However, there were limited studies shedding light on the relationship between the TyG-BMI and CVD incidence, which requires further exploration and validation. With regards to the above, we utilized data from the China Health and Retirement Longitudinal Study (CHARLS), aiming to investigate the association between the cumulative average TyG-BMI and CVD incidence among the population aged 45 years or older.

Methods

Data source and study population

All data was sourced from the CHARLS cohort, a widely recognized longitudinal study that focuses on individuals middle-aged and older (≥ 45 years), and which is representative of the national population. The initial nationwide survey of CHARLS was conducted in 2011 (Wave 1), successfully interviewing 17,708 individuals in 10,257 households across 150 counties/districts and 450 villages/resident committees in China. Following the baseline wave, subsequent follow-up surveys were scheduled at biennial intervals, including 2013, 2015, 2018 for Wave 2, Wave 3, Wave 4, respectively. Blood samples of participants were obtained at Wave 1 and Wave 3 as well (11,847 and 13,420 participants respectively). Detailed information on sampling method, anthropometric measures, and blood biomarker information of CHARLS has been documented in other publications before [13, 14]. Considering available blood examination data, the datasets for Wave 1 (baseline, 2011) and Wave 3 (follow-up, 2015) were extracted.

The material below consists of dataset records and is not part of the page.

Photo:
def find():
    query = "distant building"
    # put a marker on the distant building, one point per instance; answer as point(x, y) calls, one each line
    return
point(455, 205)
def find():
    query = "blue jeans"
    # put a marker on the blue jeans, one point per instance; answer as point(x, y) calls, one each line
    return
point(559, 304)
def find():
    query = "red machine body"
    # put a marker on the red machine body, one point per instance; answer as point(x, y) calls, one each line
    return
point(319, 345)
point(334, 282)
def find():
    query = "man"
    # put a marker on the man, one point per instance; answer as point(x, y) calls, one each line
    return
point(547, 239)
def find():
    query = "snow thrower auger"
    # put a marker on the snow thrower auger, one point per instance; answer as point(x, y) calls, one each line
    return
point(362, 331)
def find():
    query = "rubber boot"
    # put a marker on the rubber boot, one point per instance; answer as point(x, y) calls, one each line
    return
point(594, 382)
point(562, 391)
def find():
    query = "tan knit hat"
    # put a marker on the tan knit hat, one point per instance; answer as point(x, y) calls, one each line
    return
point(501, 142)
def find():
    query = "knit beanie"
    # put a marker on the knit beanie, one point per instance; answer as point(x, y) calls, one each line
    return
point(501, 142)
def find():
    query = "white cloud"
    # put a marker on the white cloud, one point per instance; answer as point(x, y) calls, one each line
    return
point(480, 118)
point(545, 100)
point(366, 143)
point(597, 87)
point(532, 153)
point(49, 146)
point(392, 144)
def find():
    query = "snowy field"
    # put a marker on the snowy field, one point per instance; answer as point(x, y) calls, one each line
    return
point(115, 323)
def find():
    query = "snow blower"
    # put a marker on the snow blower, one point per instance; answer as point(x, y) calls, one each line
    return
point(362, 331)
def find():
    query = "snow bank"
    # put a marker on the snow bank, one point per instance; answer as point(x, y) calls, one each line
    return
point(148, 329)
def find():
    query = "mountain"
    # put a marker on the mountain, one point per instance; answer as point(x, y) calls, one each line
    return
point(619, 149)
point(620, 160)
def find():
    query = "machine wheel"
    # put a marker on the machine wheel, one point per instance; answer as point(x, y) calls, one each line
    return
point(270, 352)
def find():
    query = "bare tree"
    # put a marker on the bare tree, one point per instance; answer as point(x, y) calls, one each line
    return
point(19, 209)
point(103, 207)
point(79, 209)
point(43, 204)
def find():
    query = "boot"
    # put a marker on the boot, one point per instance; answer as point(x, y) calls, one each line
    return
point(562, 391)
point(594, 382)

We first included 11,847 participants who had blood sample collected at Wave 1, and we excluded those without demographics data (n = 33), without follow-up visits at Wave 3 (n = 1,471), or without complete data on body mass index (BMI), triglyceride (TG) or fasting blood glucose (FBG) at Wave 1 or Wave 3 (n = 3883). Participants younger than 45 years old (n = 69), and participants with extreme values of BMI (< 15 or > 55 kg/m2) or TyG-BMI (less or more than 3 standard deviations from the mean) (n = 107) were also excluded in our analysis. Furthermore, due to the design of the current study, participants with established diagnosis of CVD at baseline survey (Wave 1) were excluded (n = 865). Ultimately, there were a total of 5418 eligible participants enrolled in our analysis (Fig. 1).

Fig. 1.

Fig. 1

Flowchart of the study population. BMI, body mass index; TG, triglyceride; FBG, fasting blood glucose; TyG-BMI, triglyceride glucose-body mass index

The ethical review in the approval process of CHARLS was conducted by the Peking University institutional review board. All study participants granted formal written consent for their involvement. The principles outlined in the Strengthening the Reporting of Observational Studies in Epidemiology (STROBE) were followed in the current study [15].

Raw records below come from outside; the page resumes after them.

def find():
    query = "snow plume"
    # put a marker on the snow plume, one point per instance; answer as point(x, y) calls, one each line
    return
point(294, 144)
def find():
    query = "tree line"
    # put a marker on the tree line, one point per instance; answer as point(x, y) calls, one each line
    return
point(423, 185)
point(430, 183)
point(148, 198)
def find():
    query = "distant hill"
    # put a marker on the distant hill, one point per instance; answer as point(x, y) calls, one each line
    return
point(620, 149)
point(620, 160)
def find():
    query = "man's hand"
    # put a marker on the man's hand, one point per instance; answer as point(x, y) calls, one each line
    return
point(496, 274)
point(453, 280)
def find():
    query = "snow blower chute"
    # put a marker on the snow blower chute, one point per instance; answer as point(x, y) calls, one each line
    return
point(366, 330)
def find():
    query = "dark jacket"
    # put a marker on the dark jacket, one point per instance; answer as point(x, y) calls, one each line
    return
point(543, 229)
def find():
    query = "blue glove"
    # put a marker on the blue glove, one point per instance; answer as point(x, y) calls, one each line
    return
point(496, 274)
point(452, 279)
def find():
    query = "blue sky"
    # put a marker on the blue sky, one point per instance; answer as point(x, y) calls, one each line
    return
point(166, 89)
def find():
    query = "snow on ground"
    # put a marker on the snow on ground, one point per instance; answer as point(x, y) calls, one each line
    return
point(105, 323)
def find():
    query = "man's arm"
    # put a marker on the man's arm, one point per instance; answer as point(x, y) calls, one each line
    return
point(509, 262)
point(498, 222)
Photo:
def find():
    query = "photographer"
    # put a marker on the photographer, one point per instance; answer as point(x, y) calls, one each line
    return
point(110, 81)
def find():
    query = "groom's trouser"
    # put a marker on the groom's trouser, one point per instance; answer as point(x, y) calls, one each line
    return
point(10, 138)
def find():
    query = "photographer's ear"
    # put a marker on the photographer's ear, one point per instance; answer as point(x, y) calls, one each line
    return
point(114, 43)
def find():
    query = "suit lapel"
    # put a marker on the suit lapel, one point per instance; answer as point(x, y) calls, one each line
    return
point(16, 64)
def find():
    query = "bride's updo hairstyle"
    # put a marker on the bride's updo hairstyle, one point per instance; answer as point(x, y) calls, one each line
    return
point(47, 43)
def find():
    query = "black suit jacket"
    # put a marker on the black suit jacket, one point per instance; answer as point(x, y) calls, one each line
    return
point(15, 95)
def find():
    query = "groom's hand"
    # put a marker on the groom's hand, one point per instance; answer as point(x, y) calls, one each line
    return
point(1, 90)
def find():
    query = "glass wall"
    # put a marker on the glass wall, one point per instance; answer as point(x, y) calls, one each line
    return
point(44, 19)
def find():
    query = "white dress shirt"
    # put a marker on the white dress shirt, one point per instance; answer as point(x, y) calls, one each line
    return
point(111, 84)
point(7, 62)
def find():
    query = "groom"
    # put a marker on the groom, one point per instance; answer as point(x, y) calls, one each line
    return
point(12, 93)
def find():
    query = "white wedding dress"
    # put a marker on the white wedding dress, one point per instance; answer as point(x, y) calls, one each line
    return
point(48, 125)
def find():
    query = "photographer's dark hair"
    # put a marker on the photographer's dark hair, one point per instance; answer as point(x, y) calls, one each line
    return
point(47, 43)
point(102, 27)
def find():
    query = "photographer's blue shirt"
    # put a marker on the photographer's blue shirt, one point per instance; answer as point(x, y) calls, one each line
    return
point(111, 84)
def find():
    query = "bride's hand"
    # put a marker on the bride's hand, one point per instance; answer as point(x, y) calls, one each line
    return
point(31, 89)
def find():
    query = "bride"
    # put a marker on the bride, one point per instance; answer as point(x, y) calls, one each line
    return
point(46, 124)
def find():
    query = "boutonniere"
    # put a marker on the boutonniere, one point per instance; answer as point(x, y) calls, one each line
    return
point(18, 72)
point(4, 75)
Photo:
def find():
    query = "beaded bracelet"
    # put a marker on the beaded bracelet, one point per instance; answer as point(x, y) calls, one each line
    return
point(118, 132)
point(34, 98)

Data assessment and definitions

Assessment of exposure

The exposure was the cumulative average TyG-BMI, employed to represent the longstanding status of IR. The calculation of TyG-BMI involved the formula as follows: ln (TG (mg/dL) × FBG (mg/dL)/2) × BMI [8]. The cumulative average TyG-BMI was calculated using the following formula: (TyG-BMI2011 + TyG-BMI2015)/2.

Assessment of outcomes

Incident CVD was the primary outcome of this study. At each survey of CHARLS, participants were inquired “Have you been diagnosed with a stroke/heart condition (including heart attack, coronary heart disease, angina, congestive heart failure or other heart problems) by a doctor?” and “Are you now undergoing any of the following treatments (Taking Chinese Traditional Medicine/Taking Western Modern Medicine/Other treatments/None of the Above) to treat stroke/heart condition or its complications?” during questionnaire surveys. Similar to previous studies [1618], participants who self-reported “yes” for receiving a diagnosis of a heart condition or stroke from a doctor or those who indicated specific treatment for a heart condition or stroke, were defined as individuals with CVD.

Data collection

The following data was collected in this study: (i) demographics: gender, age, education level, residence (hukou), and marital status; (ii) body measurements: systolic blood pressure (SBP), diastolic blood pressure (DBP), and BMI; (iii) lifestyle information: smoking status and alcohol consumption status; (iv) medical history: dyslipidemia, hypertension, diabetes, kidney disease, liver disease, lipid-lowering treatment, antihypertensive treatment, and hypoglycaemic treatment; (v) laboratory examinations: glycosylated hemoglobin (HbA1c), FBG, TG, total cholesterol (TC), high-density lipoprotein cholesterol (HDL-c), low-density lipoprotein cholesterol (LDL-c). Participants who self-reported a history of hypertension or received any specific treatment for hypertension, and those who had a mean SBP ≥ 140 mmHg or a mean DBP ≥ 90 mmHg at baseline, were defined as individuals with hypertension [19]. Participants that self-reported a history of diabetes, underwent any hypoglycaemic treatment or had a FBG ≥ 7.0 mmol/L (126 mg/dL) at baseline, were regarded as having diabetes [20]. Other medical conditions were determined by a self-reported history or undergoing any specific treatment.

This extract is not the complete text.